Government High School Rech is located in the village of Rech in Upper Chitral, Pakistan. It serves the small, mountainous community, with a total of 172 students. The challenging terrain, especially during harsh winters, often isolates the community and limits access to educational resources.
Most men in the community work abroad to support their families, while others rely on subsistence farming. With households focused on meeting basic needs, parental involvement in education is minimal. As a result of these socio-economic conditions, students’ literacy development has been significantly hindered, many learners reach secondary school without having acquired strong foundational reading skills.
Despite being in 10th grade, many students at the school were struggling with basic English reading skills. This issue reflected a deeper systemic challenge in the region, where literacy gaps persist far beyond the early grades.
Through the Schools2030 Human-Centred Design (HCD) process, Siraj Ali Khan conducted assessments, classroom observations, and interviews with students and parents. This helped him uncover the root causes of low literacy levels, including limited exposure to engaging learning activities, lack of foundational support, and minimal practice opportunities.
Siraj’s innovation journey began at the primary level, where he adapted Tracholendik, a traditional local game, to support English vocabulary learning.
Tracholendik is a game that children in Rech already love: two players sit opposite each other on a board drawn on the ground, using sticks and stones to complete a line as quickly as possible.
To transform this familiar game into a learning tool, Siraj introduced two game variations – alphabet cards and word chains. Word chains was specifically developed for the older students to ensure the game-play did not feel too juvenile.
Alphabet Cards (10 Year olds)
Step 1 – Preparation: A day before the activity, students read a selected text from their English textbook.
Step 2 – Game Setup: On the game day, students are divided into two teams. They sit face to face, with an announcer positioned in the middle. Each team has a set of alphabet cards placed in front of them.
Step 3 – Playing the Game: The announcer calls out words from the pre-read text. Both teams race to arrange the correct letters to spell the announced word.
Step 4 – Scoring: The team that forms the correct word first earns a point. The game continues for several rounds within a set time.
Step 5 – Reinforcement: After the game, students record the words in their notebooks, write their meanings, and use them in sentences during weekly writing activities.

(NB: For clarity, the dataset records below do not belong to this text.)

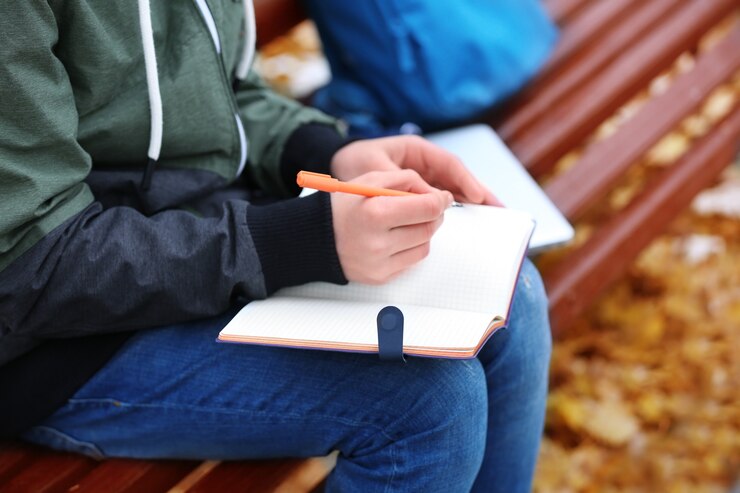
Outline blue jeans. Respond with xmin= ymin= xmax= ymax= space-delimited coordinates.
xmin=25 ymin=261 xmax=551 ymax=493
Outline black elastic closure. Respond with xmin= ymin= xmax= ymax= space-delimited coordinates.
xmin=377 ymin=306 xmax=406 ymax=362
xmin=141 ymin=158 xmax=157 ymax=191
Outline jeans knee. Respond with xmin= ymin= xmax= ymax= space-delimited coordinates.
xmin=384 ymin=359 xmax=488 ymax=474
xmin=511 ymin=259 xmax=552 ymax=364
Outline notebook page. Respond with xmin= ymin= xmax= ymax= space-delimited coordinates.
xmin=274 ymin=204 xmax=534 ymax=317
xmin=220 ymin=297 xmax=498 ymax=349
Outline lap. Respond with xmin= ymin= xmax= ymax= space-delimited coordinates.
xmin=26 ymin=258 xmax=549 ymax=459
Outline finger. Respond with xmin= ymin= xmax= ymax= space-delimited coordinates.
xmin=360 ymin=167 xmax=436 ymax=193
xmin=404 ymin=139 xmax=491 ymax=204
xmin=386 ymin=242 xmax=431 ymax=281
xmin=389 ymin=215 xmax=444 ymax=254
xmin=368 ymin=189 xmax=452 ymax=230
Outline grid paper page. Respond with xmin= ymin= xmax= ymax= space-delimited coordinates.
xmin=221 ymin=298 xmax=498 ymax=349
xmin=276 ymin=204 xmax=533 ymax=317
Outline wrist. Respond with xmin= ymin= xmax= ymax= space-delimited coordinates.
xmin=247 ymin=193 xmax=347 ymax=296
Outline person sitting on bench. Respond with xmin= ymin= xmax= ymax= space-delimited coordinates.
xmin=0 ymin=0 xmax=551 ymax=492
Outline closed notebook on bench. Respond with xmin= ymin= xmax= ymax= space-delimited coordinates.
xmin=425 ymin=125 xmax=574 ymax=253
xmin=219 ymin=204 xmax=534 ymax=358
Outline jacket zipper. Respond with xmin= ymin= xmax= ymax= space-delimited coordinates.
xmin=195 ymin=0 xmax=248 ymax=176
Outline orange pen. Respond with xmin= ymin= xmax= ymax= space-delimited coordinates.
xmin=296 ymin=171 xmax=416 ymax=197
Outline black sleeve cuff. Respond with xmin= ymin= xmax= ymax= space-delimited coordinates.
xmin=247 ymin=192 xmax=347 ymax=296
xmin=280 ymin=123 xmax=353 ymax=195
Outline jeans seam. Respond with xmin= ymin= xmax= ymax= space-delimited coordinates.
xmin=68 ymin=397 xmax=396 ymax=442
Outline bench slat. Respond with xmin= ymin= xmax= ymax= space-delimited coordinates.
xmin=497 ymin=0 xmax=684 ymax=146
xmin=537 ymin=0 xmax=654 ymax=86
xmin=543 ymin=106 xmax=740 ymax=337
xmin=66 ymin=459 xmax=198 ymax=493
xmin=510 ymin=0 xmax=736 ymax=176
xmin=545 ymin=27 xmax=740 ymax=220
xmin=0 ymin=448 xmax=96 ymax=493
xmin=543 ymin=0 xmax=591 ymax=26
xmin=188 ymin=459 xmax=306 ymax=493
xmin=0 ymin=444 xmax=34 ymax=484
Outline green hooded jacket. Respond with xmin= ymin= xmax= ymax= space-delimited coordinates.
xmin=0 ymin=0 xmax=346 ymax=366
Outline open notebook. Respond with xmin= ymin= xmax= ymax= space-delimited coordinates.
xmin=219 ymin=204 xmax=534 ymax=358
xmin=425 ymin=124 xmax=574 ymax=253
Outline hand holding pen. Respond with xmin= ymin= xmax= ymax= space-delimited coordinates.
xmin=306 ymin=170 xmax=453 ymax=284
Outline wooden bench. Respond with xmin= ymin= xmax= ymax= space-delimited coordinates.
xmin=0 ymin=0 xmax=740 ymax=492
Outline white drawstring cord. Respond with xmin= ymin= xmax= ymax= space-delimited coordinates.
xmin=236 ymin=0 xmax=257 ymax=80
xmin=138 ymin=0 xmax=163 ymax=190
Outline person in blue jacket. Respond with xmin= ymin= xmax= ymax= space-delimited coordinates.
xmin=305 ymin=0 xmax=558 ymax=136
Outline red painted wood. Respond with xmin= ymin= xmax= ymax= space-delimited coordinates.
xmin=66 ymin=459 xmax=200 ymax=493
xmin=0 ymin=449 xmax=96 ymax=493
xmin=189 ymin=459 xmax=303 ymax=493
xmin=546 ymin=27 xmax=740 ymax=220
xmin=543 ymin=106 xmax=740 ymax=336
xmin=0 ymin=443 xmax=34 ymax=485
xmin=496 ymin=0 xmax=685 ymax=143
xmin=543 ymin=0 xmax=592 ymax=26
xmin=510 ymin=0 xmax=736 ymax=175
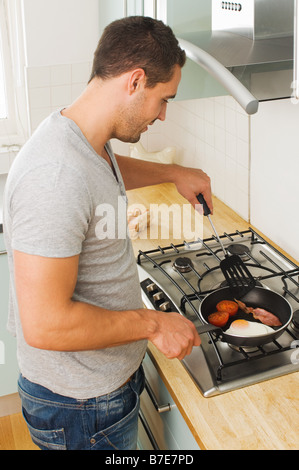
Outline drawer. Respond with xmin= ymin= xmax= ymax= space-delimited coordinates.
xmin=139 ymin=355 xmax=199 ymax=450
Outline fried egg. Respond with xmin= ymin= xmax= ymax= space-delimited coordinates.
xmin=225 ymin=320 xmax=274 ymax=336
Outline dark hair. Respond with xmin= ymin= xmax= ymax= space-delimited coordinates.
xmin=89 ymin=16 xmax=186 ymax=88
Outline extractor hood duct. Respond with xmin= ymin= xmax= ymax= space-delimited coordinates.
xmin=178 ymin=0 xmax=294 ymax=114
xmin=178 ymin=38 xmax=259 ymax=114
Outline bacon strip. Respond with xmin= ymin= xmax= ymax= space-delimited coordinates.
xmin=235 ymin=299 xmax=282 ymax=326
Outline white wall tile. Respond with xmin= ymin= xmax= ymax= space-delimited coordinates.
xmin=29 ymin=87 xmax=51 ymax=109
xmin=51 ymin=64 xmax=72 ymax=86
xmin=27 ymin=67 xmax=51 ymax=89
xmin=157 ymin=96 xmax=250 ymax=220
xmin=51 ymin=85 xmax=72 ymax=107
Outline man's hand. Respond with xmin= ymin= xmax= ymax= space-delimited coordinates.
xmin=149 ymin=311 xmax=201 ymax=359
xmin=173 ymin=165 xmax=213 ymax=214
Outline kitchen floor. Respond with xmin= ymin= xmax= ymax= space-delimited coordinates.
xmin=0 ymin=413 xmax=38 ymax=450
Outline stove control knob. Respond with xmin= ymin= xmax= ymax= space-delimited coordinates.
xmin=153 ymin=291 xmax=164 ymax=302
xmin=159 ymin=300 xmax=171 ymax=312
xmin=146 ymin=283 xmax=157 ymax=293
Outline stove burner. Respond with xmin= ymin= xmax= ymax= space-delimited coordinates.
xmin=173 ymin=258 xmax=193 ymax=273
xmin=219 ymin=280 xmax=265 ymax=287
xmin=228 ymin=343 xmax=259 ymax=354
xmin=227 ymin=243 xmax=250 ymax=261
xmin=291 ymin=310 xmax=299 ymax=331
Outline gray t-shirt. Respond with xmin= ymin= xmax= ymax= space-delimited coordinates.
xmin=4 ymin=111 xmax=147 ymax=399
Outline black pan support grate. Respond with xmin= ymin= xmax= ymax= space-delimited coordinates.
xmin=137 ymin=228 xmax=299 ymax=382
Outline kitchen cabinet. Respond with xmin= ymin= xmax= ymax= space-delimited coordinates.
xmin=138 ymin=355 xmax=199 ymax=450
xmin=250 ymin=99 xmax=299 ymax=260
xmin=0 ymin=233 xmax=19 ymax=397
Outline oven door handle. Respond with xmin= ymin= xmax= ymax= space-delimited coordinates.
xmin=144 ymin=378 xmax=171 ymax=414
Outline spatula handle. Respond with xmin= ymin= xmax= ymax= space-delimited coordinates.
xmin=196 ymin=194 xmax=211 ymax=215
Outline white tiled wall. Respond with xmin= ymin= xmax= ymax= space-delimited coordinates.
xmin=26 ymin=62 xmax=91 ymax=132
xmin=142 ymin=97 xmax=250 ymax=220
xmin=27 ymin=62 xmax=250 ymax=220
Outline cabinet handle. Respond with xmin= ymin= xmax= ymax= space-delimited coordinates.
xmin=292 ymin=0 xmax=299 ymax=103
xmin=139 ymin=410 xmax=160 ymax=450
xmin=145 ymin=379 xmax=171 ymax=414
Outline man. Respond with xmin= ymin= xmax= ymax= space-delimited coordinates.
xmin=4 ymin=17 xmax=212 ymax=449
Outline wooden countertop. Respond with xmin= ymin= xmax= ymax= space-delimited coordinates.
xmin=128 ymin=184 xmax=299 ymax=450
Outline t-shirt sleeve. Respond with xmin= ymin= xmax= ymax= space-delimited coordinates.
xmin=10 ymin=163 xmax=92 ymax=258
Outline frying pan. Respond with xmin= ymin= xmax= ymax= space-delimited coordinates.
xmin=198 ymin=286 xmax=293 ymax=347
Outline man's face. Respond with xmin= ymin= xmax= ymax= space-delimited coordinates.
xmin=115 ymin=65 xmax=181 ymax=143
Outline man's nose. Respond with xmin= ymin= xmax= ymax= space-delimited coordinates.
xmin=157 ymin=103 xmax=167 ymax=121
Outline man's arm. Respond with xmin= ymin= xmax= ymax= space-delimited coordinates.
xmin=115 ymin=155 xmax=213 ymax=213
xmin=14 ymin=251 xmax=200 ymax=359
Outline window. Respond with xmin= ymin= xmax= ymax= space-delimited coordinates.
xmin=0 ymin=0 xmax=24 ymax=151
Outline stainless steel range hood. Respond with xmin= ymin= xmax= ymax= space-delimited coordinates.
xmin=179 ymin=0 xmax=294 ymax=107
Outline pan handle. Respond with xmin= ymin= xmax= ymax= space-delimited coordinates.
xmin=196 ymin=194 xmax=211 ymax=216
xmin=196 ymin=323 xmax=222 ymax=335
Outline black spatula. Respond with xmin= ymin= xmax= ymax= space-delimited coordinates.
xmin=197 ymin=194 xmax=256 ymax=299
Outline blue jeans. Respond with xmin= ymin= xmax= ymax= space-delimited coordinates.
xmin=19 ymin=366 xmax=144 ymax=450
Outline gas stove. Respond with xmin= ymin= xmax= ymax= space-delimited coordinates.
xmin=137 ymin=228 xmax=299 ymax=397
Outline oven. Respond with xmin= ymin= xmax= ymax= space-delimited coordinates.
xmin=137 ymin=228 xmax=299 ymax=398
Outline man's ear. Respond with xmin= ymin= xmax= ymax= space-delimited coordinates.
xmin=128 ymin=69 xmax=146 ymax=95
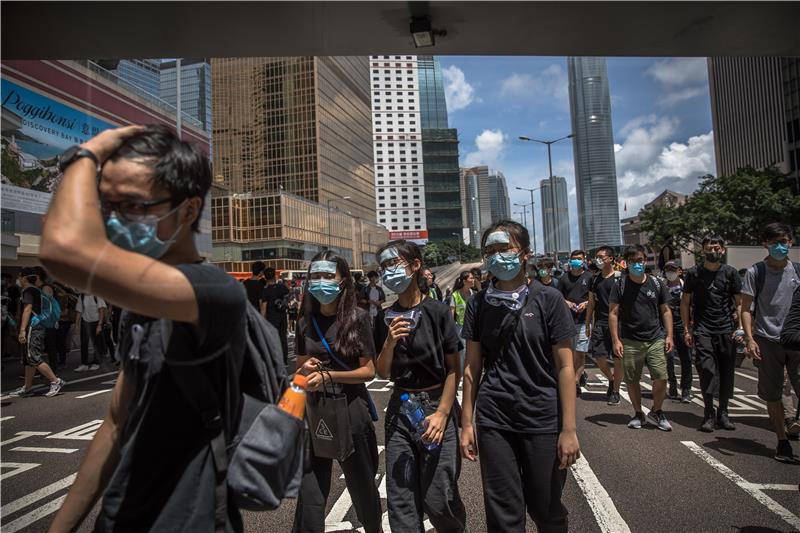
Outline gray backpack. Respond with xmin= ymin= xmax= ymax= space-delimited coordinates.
xmin=165 ymin=305 xmax=307 ymax=531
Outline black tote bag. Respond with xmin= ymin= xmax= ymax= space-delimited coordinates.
xmin=306 ymin=372 xmax=355 ymax=462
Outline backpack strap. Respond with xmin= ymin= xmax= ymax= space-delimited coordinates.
xmin=159 ymin=319 xmax=230 ymax=533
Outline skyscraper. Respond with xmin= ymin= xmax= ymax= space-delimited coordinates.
xmin=211 ymin=57 xmax=388 ymax=271
xmin=708 ymin=57 xmax=800 ymax=176
xmin=460 ymin=165 xmax=492 ymax=247
xmin=417 ymin=56 xmax=462 ymax=241
xmin=568 ymin=57 xmax=620 ymax=250
xmin=489 ymin=170 xmax=511 ymax=223
xmin=539 ymin=176 xmax=571 ymax=254
xmin=159 ymin=59 xmax=212 ymax=132
xmin=369 ymin=55 xmax=428 ymax=244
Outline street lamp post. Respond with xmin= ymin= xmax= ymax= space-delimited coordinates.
xmin=519 ymin=133 xmax=575 ymax=267
xmin=517 ymin=187 xmax=541 ymax=256
xmin=328 ymin=196 xmax=350 ymax=250
xmin=450 ymin=233 xmax=463 ymax=263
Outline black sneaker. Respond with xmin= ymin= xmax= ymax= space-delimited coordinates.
xmin=775 ymin=440 xmax=795 ymax=463
xmin=717 ymin=411 xmax=736 ymax=431
xmin=700 ymin=409 xmax=715 ymax=433
xmin=606 ymin=390 xmax=620 ymax=405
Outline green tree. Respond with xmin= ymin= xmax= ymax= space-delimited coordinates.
xmin=640 ymin=168 xmax=800 ymax=250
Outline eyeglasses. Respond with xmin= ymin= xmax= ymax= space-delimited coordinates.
xmin=100 ymin=198 xmax=172 ymax=220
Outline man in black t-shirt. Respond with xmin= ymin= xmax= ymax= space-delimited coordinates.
xmin=586 ymin=246 xmax=623 ymax=405
xmin=556 ymin=250 xmax=592 ymax=396
xmin=242 ymin=261 xmax=267 ymax=310
xmin=47 ymin=126 xmax=247 ymax=531
xmin=681 ymin=236 xmax=742 ymax=433
xmin=261 ymin=267 xmax=289 ymax=365
xmin=608 ymin=244 xmax=672 ymax=431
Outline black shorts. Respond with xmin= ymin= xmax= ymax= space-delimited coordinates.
xmin=589 ymin=324 xmax=614 ymax=362
xmin=24 ymin=328 xmax=46 ymax=367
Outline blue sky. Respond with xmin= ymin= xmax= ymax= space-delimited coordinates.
xmin=439 ymin=56 xmax=715 ymax=248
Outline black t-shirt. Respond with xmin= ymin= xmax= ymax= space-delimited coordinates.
xmin=242 ymin=278 xmax=267 ymax=309
xmin=662 ymin=278 xmax=683 ymax=330
xmin=683 ymin=265 xmax=742 ymax=334
xmin=261 ymin=283 xmax=289 ymax=322
xmin=556 ymin=270 xmax=594 ymax=323
xmin=294 ymin=309 xmax=375 ymax=433
xmin=22 ymin=287 xmax=42 ymax=318
xmin=462 ymin=281 xmax=575 ymax=434
xmin=608 ymin=276 xmax=669 ymax=341
xmin=97 ymin=264 xmax=247 ymax=532
xmin=589 ymin=272 xmax=618 ymax=326
xmin=376 ymin=298 xmax=461 ymax=390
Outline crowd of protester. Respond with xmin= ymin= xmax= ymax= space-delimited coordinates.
xmin=3 ymin=126 xmax=800 ymax=533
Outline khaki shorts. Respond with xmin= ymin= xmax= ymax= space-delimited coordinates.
xmin=622 ymin=339 xmax=667 ymax=383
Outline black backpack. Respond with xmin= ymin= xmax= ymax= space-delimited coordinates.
xmin=160 ymin=304 xmax=306 ymax=531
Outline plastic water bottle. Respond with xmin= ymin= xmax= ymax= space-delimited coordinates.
xmin=400 ymin=392 xmax=439 ymax=452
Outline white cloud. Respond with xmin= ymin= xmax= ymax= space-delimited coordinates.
xmin=464 ymin=130 xmax=508 ymax=167
xmin=645 ymin=57 xmax=708 ymax=87
xmin=616 ymin=115 xmax=715 ymax=217
xmin=500 ymin=64 xmax=569 ymax=109
xmin=442 ymin=65 xmax=476 ymax=111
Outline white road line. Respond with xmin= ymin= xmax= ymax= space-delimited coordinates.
xmin=0 ymin=463 xmax=42 ymax=482
xmin=0 ymin=473 xmax=78 ymax=516
xmin=734 ymin=370 xmax=758 ymax=381
xmin=11 ymin=446 xmax=78 ymax=453
xmin=681 ymin=440 xmax=800 ymax=531
xmin=570 ymin=454 xmax=630 ymax=533
xmin=0 ymin=431 xmax=50 ymax=446
xmin=3 ymin=494 xmax=67 ymax=533
xmin=75 ymin=389 xmax=114 ymax=400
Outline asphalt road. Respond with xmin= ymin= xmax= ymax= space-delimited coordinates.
xmin=0 ymin=342 xmax=800 ymax=533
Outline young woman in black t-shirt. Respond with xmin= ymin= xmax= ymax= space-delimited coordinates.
xmin=376 ymin=240 xmax=466 ymax=533
xmin=461 ymin=220 xmax=580 ymax=533
xmin=293 ymin=250 xmax=381 ymax=533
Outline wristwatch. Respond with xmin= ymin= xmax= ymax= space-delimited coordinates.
xmin=58 ymin=144 xmax=100 ymax=174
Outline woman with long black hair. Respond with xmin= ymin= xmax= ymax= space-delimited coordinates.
xmin=376 ymin=240 xmax=466 ymax=533
xmin=461 ymin=220 xmax=580 ymax=533
xmin=293 ymin=250 xmax=381 ymax=533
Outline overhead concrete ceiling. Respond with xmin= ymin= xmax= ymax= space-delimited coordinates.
xmin=0 ymin=1 xmax=800 ymax=59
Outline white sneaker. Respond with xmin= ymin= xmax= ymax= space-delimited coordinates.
xmin=45 ymin=378 xmax=67 ymax=398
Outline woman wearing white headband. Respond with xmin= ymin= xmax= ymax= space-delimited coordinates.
xmin=376 ymin=241 xmax=466 ymax=533
xmin=293 ymin=250 xmax=381 ymax=533
xmin=461 ymin=220 xmax=580 ymax=533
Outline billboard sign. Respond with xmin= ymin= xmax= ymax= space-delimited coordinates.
xmin=0 ymin=78 xmax=115 ymax=214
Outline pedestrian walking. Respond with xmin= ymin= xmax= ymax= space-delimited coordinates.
xmin=293 ymin=250 xmax=382 ymax=533
xmin=461 ymin=220 xmax=580 ymax=532
xmin=557 ymin=250 xmax=593 ymax=396
xmin=261 ymin=267 xmax=289 ymax=365
xmin=664 ymin=261 xmax=692 ymax=403
xmin=41 ymin=126 xmax=247 ymax=531
xmin=681 ymin=235 xmax=742 ymax=432
xmin=376 ymin=240 xmax=466 ymax=533
xmin=75 ymin=293 xmax=108 ymax=372
xmin=9 ymin=268 xmax=66 ymax=397
xmin=586 ymin=246 xmax=623 ymax=405
xmin=608 ymin=244 xmax=673 ymax=431
xmin=742 ymin=223 xmax=800 ymax=463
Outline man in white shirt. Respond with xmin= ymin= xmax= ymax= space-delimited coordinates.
xmin=75 ymin=294 xmax=108 ymax=372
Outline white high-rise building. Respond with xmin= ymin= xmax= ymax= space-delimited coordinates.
xmin=369 ymin=55 xmax=428 ymax=244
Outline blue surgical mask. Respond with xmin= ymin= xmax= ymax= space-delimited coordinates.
xmin=381 ymin=265 xmax=411 ymax=294
xmin=308 ymin=279 xmax=342 ymax=304
xmin=106 ymin=204 xmax=183 ymax=259
xmin=769 ymin=242 xmax=789 ymax=261
xmin=628 ymin=263 xmax=644 ymax=276
xmin=486 ymin=252 xmax=522 ymax=281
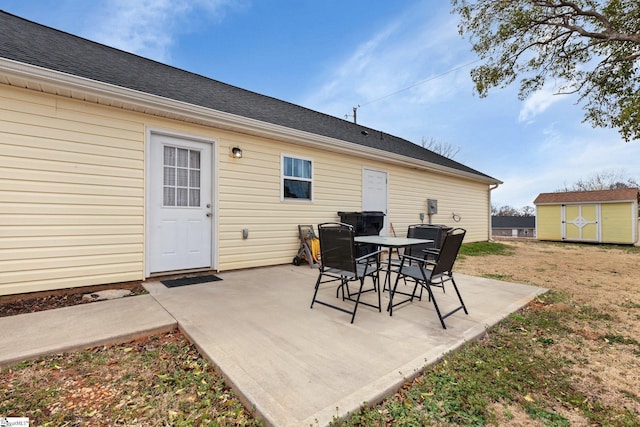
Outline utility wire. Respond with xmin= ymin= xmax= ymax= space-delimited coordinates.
xmin=358 ymin=59 xmax=480 ymax=107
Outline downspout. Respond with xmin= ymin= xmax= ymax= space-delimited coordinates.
xmin=487 ymin=184 xmax=500 ymax=242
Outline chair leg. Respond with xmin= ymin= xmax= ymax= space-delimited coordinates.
xmin=351 ymin=277 xmax=364 ymax=323
xmin=310 ymin=272 xmax=322 ymax=308
xmin=442 ymin=276 xmax=469 ymax=314
xmin=422 ymin=281 xmax=447 ymax=329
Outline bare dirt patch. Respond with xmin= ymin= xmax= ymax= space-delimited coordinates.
xmin=0 ymin=282 xmax=147 ymax=317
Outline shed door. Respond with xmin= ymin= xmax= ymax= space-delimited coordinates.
xmin=562 ymin=204 xmax=600 ymax=242
xmin=362 ymin=169 xmax=389 ymax=236
xmin=147 ymin=134 xmax=213 ymax=273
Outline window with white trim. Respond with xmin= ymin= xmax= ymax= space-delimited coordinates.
xmin=282 ymin=155 xmax=313 ymax=200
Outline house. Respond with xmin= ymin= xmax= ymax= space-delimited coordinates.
xmin=0 ymin=12 xmax=501 ymax=294
xmin=491 ymin=215 xmax=536 ymax=238
xmin=533 ymin=188 xmax=638 ymax=244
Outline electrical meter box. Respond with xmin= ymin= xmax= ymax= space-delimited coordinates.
xmin=427 ymin=199 xmax=438 ymax=215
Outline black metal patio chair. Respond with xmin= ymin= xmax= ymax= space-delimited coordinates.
xmin=388 ymin=228 xmax=469 ymax=329
xmin=311 ymin=222 xmax=381 ymax=323
xmin=405 ymin=224 xmax=442 ymax=259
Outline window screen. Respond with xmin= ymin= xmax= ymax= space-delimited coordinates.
xmin=282 ymin=156 xmax=312 ymax=200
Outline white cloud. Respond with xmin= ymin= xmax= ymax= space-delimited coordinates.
xmin=84 ymin=0 xmax=236 ymax=62
xmin=518 ymin=86 xmax=566 ymax=123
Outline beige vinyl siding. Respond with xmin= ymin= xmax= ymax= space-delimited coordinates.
xmin=600 ymin=203 xmax=636 ymax=244
xmin=0 ymin=85 xmax=144 ymax=294
xmin=0 ymin=85 xmax=490 ymax=294
xmin=219 ymin=135 xmax=489 ymax=270
xmin=536 ymin=205 xmax=562 ymax=240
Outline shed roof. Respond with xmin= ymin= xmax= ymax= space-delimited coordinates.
xmin=533 ymin=188 xmax=638 ymax=205
xmin=0 ymin=11 xmax=501 ymax=184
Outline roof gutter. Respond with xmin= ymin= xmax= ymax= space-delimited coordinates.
xmin=0 ymin=58 xmax=502 ymax=188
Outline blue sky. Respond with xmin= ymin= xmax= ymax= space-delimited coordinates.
xmin=0 ymin=0 xmax=640 ymax=208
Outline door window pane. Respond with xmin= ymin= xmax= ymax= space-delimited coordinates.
xmin=163 ymin=146 xmax=200 ymax=207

This playful, culturally relevant activity not only builds vocabulary but also improves spelling, word recognition, and memory retention through repetition and competition.
Word Chains (15 year olds)
Step 1 – Base Word: Students begin with one simple word (e.g., “book”).
Step 2 – Word Chain: Each student must create a new word beginning with the last letter of the previous word (e.g., book → kite → egg → game).
Step 3 – Sentence Creation: After building a chain, students write sentences using the words they formed, encouraging comprehension and creative thinking.
Step 4 – Peer Review: Students share their sentences with peers, who provide feedback and correct spelling or grammar if needed.
Step 5 – Weekly Routine: Siraj schedules this activity once a week during a dedicated literacy support session, ensuring regular practice outside of core subject instruction.
This structured yet enjoyable routine allows students to practice spelling, expand vocabulary, and use English actively in a low-pressure environment. The word chains also encourage teamwork, healthy competition, and repeated exposure to new vocabulary, all of which strengthen reading fluency over time.
This innovative approach has transformed English literacy learning in his classrooms. Primary students became excited and motivated through the game-based Tracholendik activity, showing noticeable gains in spelling accuracy and reading fluency. Meanwhile, older students, who previously struggled with even basic vocabulary, have become more confident, engaged, and fluent readers through the Word Chain Arrangement method.
Regular, low-stress exposure to English vocabulary has built their confidence, classroom participation, and independent learning skills. Importantly, the intervention has proven adaptable across different age groups and classroom contexts.
Through this journey, Siraj also demonstrated how a single teacher using the HCD approach can tackle deeply rooted literacy challenges in resource-constrained settings.